THE BLOG

Why Should Our Taxes Pay to Keep Bullfights Open?

26/10/2014 17:58 GMT | Updated 26/12/2014 10:59 GMT

After being elected as an MEP, I've found myself learning many new things. For example, I didn't know about taxpayers' money (through the EU) being spent subsidising bullfighting in Spain. The League Against Cruel Sports pointed it out to me privately at UKIP's annual Conference in September. They reckon that British taxpayers alone spend more than £13.5 million a year on Spanish bullfighting, which shocked me.

At the age of 14, whilst studying A level Spanish at my comprehensive school sixth form (I'd done my GCSEs early) I went on a school exchange visit to the Basque region of Spain. That trip helped develop my love of Spanish culture, but part of the trip included a visit to a bullfight. I still remember the overpowering stench of the blood mixed with sand on a hot summer's day before we even got into the arena, the crowd cheering at the death of an animal, and the utter futility of it all.

I remember thinking that I didn't want to go in, but I didn't refuse to go in (some did) either. The tickets were prepaid, so going in wouldn't be supporting the spectacle. I went in because I wanted to be better informed, to witness for myself what I would oppose.
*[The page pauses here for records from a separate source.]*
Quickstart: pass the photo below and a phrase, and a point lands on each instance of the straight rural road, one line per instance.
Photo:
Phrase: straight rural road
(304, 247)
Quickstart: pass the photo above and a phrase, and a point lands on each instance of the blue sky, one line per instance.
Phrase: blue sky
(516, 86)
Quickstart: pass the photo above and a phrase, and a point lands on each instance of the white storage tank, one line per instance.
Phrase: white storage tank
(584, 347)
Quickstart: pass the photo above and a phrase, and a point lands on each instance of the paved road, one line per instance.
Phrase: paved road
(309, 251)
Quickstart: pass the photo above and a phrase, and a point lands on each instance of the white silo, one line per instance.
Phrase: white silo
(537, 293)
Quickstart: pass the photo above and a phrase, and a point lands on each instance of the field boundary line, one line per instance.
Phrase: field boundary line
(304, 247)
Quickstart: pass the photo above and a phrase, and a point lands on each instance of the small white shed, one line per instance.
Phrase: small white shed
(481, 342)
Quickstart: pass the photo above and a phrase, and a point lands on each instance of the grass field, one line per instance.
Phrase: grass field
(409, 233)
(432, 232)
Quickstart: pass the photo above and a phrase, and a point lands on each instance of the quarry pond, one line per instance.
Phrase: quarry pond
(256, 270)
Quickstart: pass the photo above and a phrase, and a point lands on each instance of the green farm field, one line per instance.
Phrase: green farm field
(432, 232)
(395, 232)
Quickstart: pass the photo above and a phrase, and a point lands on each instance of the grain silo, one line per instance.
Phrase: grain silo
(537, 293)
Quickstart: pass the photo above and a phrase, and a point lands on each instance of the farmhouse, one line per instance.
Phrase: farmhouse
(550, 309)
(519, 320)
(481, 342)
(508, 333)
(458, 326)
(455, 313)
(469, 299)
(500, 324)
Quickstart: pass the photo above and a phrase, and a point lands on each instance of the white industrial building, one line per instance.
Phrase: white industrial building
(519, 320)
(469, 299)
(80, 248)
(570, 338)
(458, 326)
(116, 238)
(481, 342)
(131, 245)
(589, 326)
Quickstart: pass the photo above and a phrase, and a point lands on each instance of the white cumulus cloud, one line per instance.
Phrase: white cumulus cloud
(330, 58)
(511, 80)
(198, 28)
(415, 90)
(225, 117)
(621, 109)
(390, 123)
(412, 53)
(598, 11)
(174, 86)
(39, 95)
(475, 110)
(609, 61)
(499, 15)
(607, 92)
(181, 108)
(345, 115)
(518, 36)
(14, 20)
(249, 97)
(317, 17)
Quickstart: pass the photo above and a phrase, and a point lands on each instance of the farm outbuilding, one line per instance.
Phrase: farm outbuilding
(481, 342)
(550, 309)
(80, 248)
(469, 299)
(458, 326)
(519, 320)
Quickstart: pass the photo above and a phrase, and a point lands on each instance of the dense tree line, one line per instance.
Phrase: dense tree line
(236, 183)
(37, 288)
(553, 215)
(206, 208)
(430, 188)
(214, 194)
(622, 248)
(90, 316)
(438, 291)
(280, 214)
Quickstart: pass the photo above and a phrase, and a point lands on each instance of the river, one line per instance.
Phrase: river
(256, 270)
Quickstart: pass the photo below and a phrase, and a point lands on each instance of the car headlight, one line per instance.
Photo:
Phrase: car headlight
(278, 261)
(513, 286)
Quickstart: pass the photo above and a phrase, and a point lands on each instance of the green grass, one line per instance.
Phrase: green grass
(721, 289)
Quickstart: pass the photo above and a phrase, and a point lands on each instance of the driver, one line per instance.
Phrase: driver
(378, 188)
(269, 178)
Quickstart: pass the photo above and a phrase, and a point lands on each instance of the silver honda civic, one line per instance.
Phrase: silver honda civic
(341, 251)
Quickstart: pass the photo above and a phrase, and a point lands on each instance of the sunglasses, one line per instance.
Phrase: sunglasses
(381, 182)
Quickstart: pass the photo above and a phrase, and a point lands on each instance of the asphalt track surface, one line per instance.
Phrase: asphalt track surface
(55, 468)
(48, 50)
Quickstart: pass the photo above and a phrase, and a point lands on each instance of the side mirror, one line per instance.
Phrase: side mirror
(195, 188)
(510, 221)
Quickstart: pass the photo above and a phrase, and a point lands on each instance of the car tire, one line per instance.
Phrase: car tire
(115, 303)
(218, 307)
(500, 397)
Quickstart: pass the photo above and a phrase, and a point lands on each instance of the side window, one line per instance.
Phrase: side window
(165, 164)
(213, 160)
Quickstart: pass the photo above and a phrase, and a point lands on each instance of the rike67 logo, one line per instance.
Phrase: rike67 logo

So I was shocked to learn just a few weeks ago that our taxes (through the EU Common Agricultural Policy) go to farmers breeding fighting bulls. Since then, I've been inundated with emails from people urging me to vote for an end to the subsidies. Of course, I agreed that I would vote as they requested and I was sure that other UKIP MEPs would vote the same way. When I spoke to our Agriculture spokesman, Stuart Agnew MEP, he explained that farmers would use some land for farming, and other land for breeding fighting bulls. They might claim just 1% of the land was used for bulls, with the 99% being used for legitimate farming. They would then claim the subsidy for (say) 99% of the farm.

The matter came to the vote in Strasbourg this week. Those of us who dislike the ways of the EU regularly point out that the European Parliament lacks the power of a truly democratic Parliament, relegated to the status of a rubber-stamping chamber. But once a year, the Parliament wields some real power: it has genuine influence over the EU budget for the next year. I prepared the voting lists myself (I'm on the budget committee) as we were short-staffed that week, and urged my colleagues to support an end to the subsidies. The motion to end bullfighting subsidies 'carried' by 323 votes to 309, the vote being 'won' because of the UKIP MEPs' votes.

Does this mean that your taxes will no longer be paying to subsidise bullfights? The answer sadly is no. Although the Parliament voted for an end, the majority didn't achieve the 376-vote threshold and our taxes will continue to prop up the Spanish bullfighting industry. A second vote, which doesn't actually make any difference to the funds, passed by a wider margin. Some MEPs clearly voted to criticise the EU for funding bullfighting, but also voted to continue the payments for it! This is the madness that is democracy, EU-style.

Together with the Italian Five Star Movement (a political party standing for direct democracy UKIP works closely with on certain issues), I'd put in a series of 46 amendments to the European Union budget. These would have saved almost a billion pounds for taxpayers if they'd gone through. We'd proposed cutting money for European Political Parties, MEPs' salaries and allowances, the funding for the EU's Special Representatives, money for public opinion analysis and many more. Another Group (which has no British MEPs) suggested chopping funding to the 'House of History', which is a museum at taxpayers' expense glorifying the European Union, already well over budget and overdue, which I suppose is ironic - and to the European Parliament's TV company. We enthusiastically supported these proposals - at a time of economic crisis, they certainly shouldn't be paying for more propaganda!

I watched as every single one of these amendments was voted down. As far as I could tell in a packed chamber, the Labour MEPs voted against almost every one of them - and abstained on the rest. I have lost count of the number of times that I've heard the Labour Party say "Of course the EU needs reform..." but when they have the chance to vote for even the mildest of reforms, they do the opposite.